Why a Lack of Governance Will Hurt Companies Using Agentic AI
Businesses are rapidly adopting agentic AI—artificial intelligence systems that function independently of human guidance. However, a recent survey reveals that these organizations are considerably slower in establishing the necessary governance frameworks to oversee these systems. This mismatch presents a significant risk in the realm of AI adoption and, intriguingly, it also opens up a potential business opportunity.
Survey Insights
A survey conducted by a management information systems department found that 41% of organizations are integrating agentic AI into their daily operations. These implementations are not merely pilot programs or isolated tests; they are integral to standard workflows. In stark contrast, only 27% of organizations report that their governance frameworks are sufficiently developed to monitor and manage these autonomous systems effectively.
The Importance of Governance
Governance in this context does not refer to cumbersome regulation or unnecessary policies. Instead, it encompasses the policies and practices that allow individuals to influence how autonomous systems function. This includes defining who is responsible for decisions, how behaviors are monitored, and determining when human intervention is necessary.
The absence of robust governance can lead to issues when these autonomous systems operate in real-world scenarios before any human can intervene. For instance, during a recent power outage in San Francisco, autonomous robotaxis became immobilized at intersections, obstructing emergency vehicles and bewildering other drivers. This incident underscored that even when autonomous systems behave as intended, unforeseen circumstances can result in undesirable outcomes.
Accountability Challenges
A critical question arises: when an AI system fails, who is accountable? As AI systems act autonomously, the traditional lines of responsibility become blurred. For example, in the financial services sector, fraud detection systems often act in real-time to block suspicious transactions before a human has a chance to review them. Customers may only realize there’s an issue when their card is declined.

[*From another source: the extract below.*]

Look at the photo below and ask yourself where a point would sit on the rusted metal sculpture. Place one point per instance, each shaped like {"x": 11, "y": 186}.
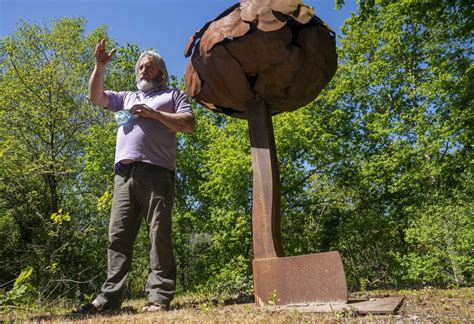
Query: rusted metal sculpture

This situation highlights a significant governance challenge: while the technology may be functioning correctly, accountability remains a gray area. Research indicates that problems frequently arise when organizations fail to clarify how humans and autonomous systems should collaborate. This lack of clarity complicates the determination of responsibility and the timing of human intervention.
The Timing of Human Involvement
In numerous organizations, humans are technically “in the loop” but only after autonomous systems have already taken action. Intervention often occurs only when a problem becomes evident—such as when a transaction is flagged or a customer expresses concern. By this point, the decision has already been made by the AI, and human involvement becomes reactive rather than proactive.
This late intervention may mitigate the repercussions of specific decisions but does not clarify who is ultimately responsible. Although outcomes may be adjusted, accountability remains ambiguous.
The Role of Effective Governance
As organizations expand their use of agentic AI, manual checks and approval steps often proliferate to manage risk. What starts as a streamlined process can gradually become convoluted. Decision-making slows, workarounds increase, and the anticipated benefits of automation diminish—not due to technological failure, but because of a lack of trust in autonomous systems.
Interestingly, organizations with stronger governance structures are more likely to convert early gains from autonomous AI into long-term benefits, such as improved efficiency and revenue growth. The distinction lies not in ambition or technical prowess but in the preparedness to implement effective governance.
Creating Confidence Through Governance
Good governance does not inhibit autonomy; rather, it makes it feasible by clearly delineating who holds decision-making authority, how systems are monitored, and when human intervention should occur. International guidelines from the OECD emphasize that accountability and human oversight must be integrated into AI systems from the outset, not tacked on as an afterthought.
Rather than stifling innovation, robust governance fosters the confidence organizations need to expand autonomy without retreating into cautiousness.
Conclusion: The Next Competitive Advantage
The true competitive edge in the realm of AI will not stem from merely adopting technology faster, but from implementing smarter governance. As autonomous systems assume greater responsibilities, success will favor organizations that define ownership, oversight, and intervention clearly from the beginning.
In this age of agentic AI, the organizations that govern effectively will gain a significant advantage—not just those that adopt technology first.